The U.S. military on Thursday called the latest message from Islamic State leader Abu Bakr al-Baghdadi a desperate bid to boost morale among militants who increasingly realize they're fighting for a losing cause.
"It's an effort to rally the troops who are under pressure, who have been pushed back and pushed out of the areas they used to control" and now are under siege in Mosul, said Air Force Col. John Dorrian, a spokesman for Combined Joint Task Force-Operation Inherent Resolve.

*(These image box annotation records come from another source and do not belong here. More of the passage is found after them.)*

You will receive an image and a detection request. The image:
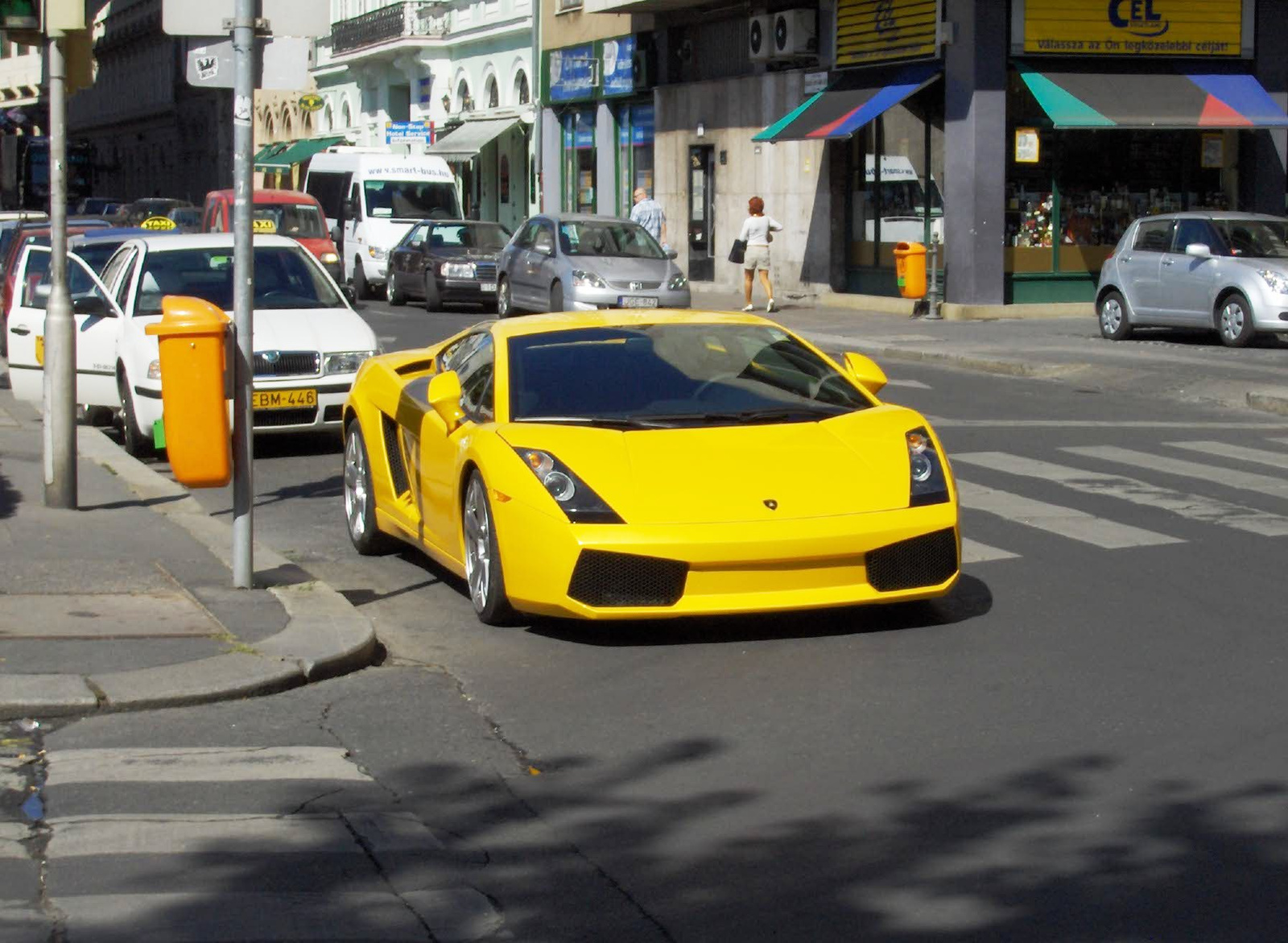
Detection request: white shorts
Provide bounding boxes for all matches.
[742,246,769,272]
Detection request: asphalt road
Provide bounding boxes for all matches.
[37,296,1288,941]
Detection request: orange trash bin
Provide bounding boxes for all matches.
[143,295,233,488]
[894,242,926,298]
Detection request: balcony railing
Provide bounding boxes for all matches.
[331,0,448,56]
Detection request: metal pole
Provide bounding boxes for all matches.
[43,35,76,507]
[233,0,256,589]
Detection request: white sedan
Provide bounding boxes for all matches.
[6,234,380,455]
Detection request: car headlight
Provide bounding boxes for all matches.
[514,449,622,524]
[906,427,948,507]
[438,262,474,279]
[1257,268,1288,295]
[322,350,378,374]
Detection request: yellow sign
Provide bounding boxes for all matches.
[836,0,939,66]
[1022,0,1243,56]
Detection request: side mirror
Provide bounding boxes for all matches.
[845,350,889,395]
[427,370,465,434]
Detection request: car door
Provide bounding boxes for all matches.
[417,331,494,559]
[1118,219,1176,317]
[8,246,124,407]
[1159,219,1224,321]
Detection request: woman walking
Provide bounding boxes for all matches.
[738,197,783,314]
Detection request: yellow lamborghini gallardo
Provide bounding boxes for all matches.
[344,311,961,623]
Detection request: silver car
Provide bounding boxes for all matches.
[496,214,691,317]
[1096,210,1288,346]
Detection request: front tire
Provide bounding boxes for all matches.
[344,416,394,556]
[1099,292,1131,340]
[461,470,515,625]
[1216,292,1257,346]
[116,374,157,459]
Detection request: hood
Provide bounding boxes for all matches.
[247,308,380,353]
[500,407,925,524]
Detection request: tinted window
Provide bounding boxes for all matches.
[134,246,345,314]
[1132,219,1172,253]
[509,325,871,427]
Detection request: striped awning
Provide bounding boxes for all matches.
[1015,62,1288,130]
[752,62,943,142]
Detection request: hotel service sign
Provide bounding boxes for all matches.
[1011,0,1253,58]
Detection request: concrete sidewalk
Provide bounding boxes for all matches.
[0,383,376,719]
[691,283,1288,415]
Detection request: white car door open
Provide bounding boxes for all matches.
[8,246,122,407]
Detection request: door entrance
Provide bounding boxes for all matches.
[689,144,716,282]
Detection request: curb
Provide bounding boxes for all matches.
[0,427,376,720]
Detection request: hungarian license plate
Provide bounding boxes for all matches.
[250,389,318,410]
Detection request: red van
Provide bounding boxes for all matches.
[201,189,344,286]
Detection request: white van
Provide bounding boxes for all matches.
[854,155,944,242]
[304,147,461,299]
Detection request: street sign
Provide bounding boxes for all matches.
[188,36,313,92]
[161,0,331,39]
[385,121,434,144]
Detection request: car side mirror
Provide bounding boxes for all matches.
[845,350,889,395]
[425,370,465,434]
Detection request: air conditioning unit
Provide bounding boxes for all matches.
[769,10,818,60]
[747,15,774,62]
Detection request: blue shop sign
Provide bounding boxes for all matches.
[546,43,595,101]
[601,36,635,95]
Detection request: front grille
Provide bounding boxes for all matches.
[255,350,322,376]
[568,550,689,606]
[380,412,411,494]
[867,527,957,593]
[251,406,318,429]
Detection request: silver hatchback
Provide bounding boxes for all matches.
[496,214,691,317]
[1096,210,1288,346]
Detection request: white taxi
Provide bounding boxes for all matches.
[6,234,380,455]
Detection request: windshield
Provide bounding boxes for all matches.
[135,245,345,314]
[362,180,461,219]
[509,325,871,428]
[429,223,510,253]
[559,219,666,259]
[1212,219,1288,259]
[254,204,327,240]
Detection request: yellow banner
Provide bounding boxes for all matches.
[836,0,939,66]
[1024,0,1243,56]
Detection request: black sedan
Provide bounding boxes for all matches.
[389,219,510,311]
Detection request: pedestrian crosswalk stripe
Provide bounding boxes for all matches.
[1061,446,1288,497]
[957,479,1185,550]
[47,747,369,786]
[952,453,1288,537]
[962,537,1019,563]
[1163,442,1288,469]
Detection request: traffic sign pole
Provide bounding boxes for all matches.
[233,0,255,589]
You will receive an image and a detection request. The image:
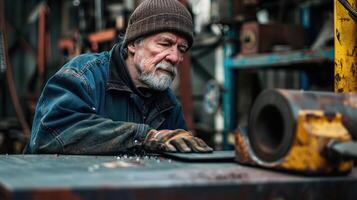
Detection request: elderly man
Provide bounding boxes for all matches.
[25,0,212,154]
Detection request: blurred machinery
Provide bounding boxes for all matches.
[236,90,357,174]
[235,0,357,174]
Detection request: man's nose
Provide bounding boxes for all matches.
[165,47,183,65]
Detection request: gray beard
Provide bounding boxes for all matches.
[138,61,177,91]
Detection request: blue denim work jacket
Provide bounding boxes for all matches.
[25,45,186,154]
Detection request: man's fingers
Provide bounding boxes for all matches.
[195,137,213,152]
[170,138,191,153]
[183,137,205,152]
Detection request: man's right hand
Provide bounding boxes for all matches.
[144,129,213,153]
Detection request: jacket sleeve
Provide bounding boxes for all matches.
[29,68,151,154]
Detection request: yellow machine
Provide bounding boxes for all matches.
[235,0,357,174]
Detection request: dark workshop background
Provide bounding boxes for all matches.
[0,0,334,154]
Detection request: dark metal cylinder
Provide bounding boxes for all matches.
[248,89,357,162]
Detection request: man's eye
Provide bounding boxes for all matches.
[159,42,170,47]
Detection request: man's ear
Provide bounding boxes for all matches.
[128,42,136,54]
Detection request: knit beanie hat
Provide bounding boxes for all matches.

In a video briefing from Baghdad to the Pentagon, Dorrian said the tape, attributed to Baghdadi and released by the ISIS-affiliated al-Furqan media outlet, suggested dissension in the ranks of the militants who are "under pressure all the time and subject to being struck anywhere they mass."
"Do not retreat," Baghdadi said in the message, his first since December 2015.
"Holding your ground with honor is a thousand times easier than retreating in shame," he said. "To all the people of Nineveh, especially the fighters, beware of any weakness in facing your enemy." Nineveh is the province in northwestern Iraq that has Mosul as its capital.
However, Baghdadi added, "The great jihad that the Islamic State is fighting today only increases our firm belief, God willing, and our conviction that all this is a prelude to victory."
Dorrian said the task force could not immediately verify the authenticity of the tape, "but it is quite clearly an effort on the part of Daesh [an Arabic acronym for ISIS] to communicate to their fighters, and this is probably excellent evidence that their command and control, and ability to communicate directly to their fighters and control them, has been severely reduced."
Dorrian said the task force has picked up indications that some ISIS fighters inside Mosul "are abandoning their posts and trying to get away. Baghdadi is saying don't fight among themselves. This is the type of thing that a leader who's losing command and control and ability to keep everybody on the same page says. We don't believe that is going to work."
The whereabouts of Baghdadi, who declared the creation of a "caliphate" from a mosque in Mosul in June 2014, are unknown, Dorrian said. "If we knew where he was, he would be killed at once."
Some reports from the region have speculated that Baghdadi is hiding in Mosul, while others have said he is most likely in Raqqa, the self-proclaimed ISIS capital in northeastern Syria.
Last week, Defense Secretary Ashton Carter told NBC News that U.S.-backed local forces in northern Syria would be ready to move against Raqqa "within weeks" in concert with the Mosul offensive.
Dorrian was decidedly less certain of a timeline, stressing that he was not disagreeing with Carter but noting that some of the local forces expected to participate in a Raqqa offensive had yet to be trained. The makeup of the force that would move against Mosul also had yet to be determined from among the various Kurdish, Arab and Christian factions, he said.
Currently, Raqqa is "not fully isolated by any means and not encircled, but that's what's coming in the near future," Dorrian said. Even when the city is encircled, it is still uncertain which of the local forces "would actually move into the city."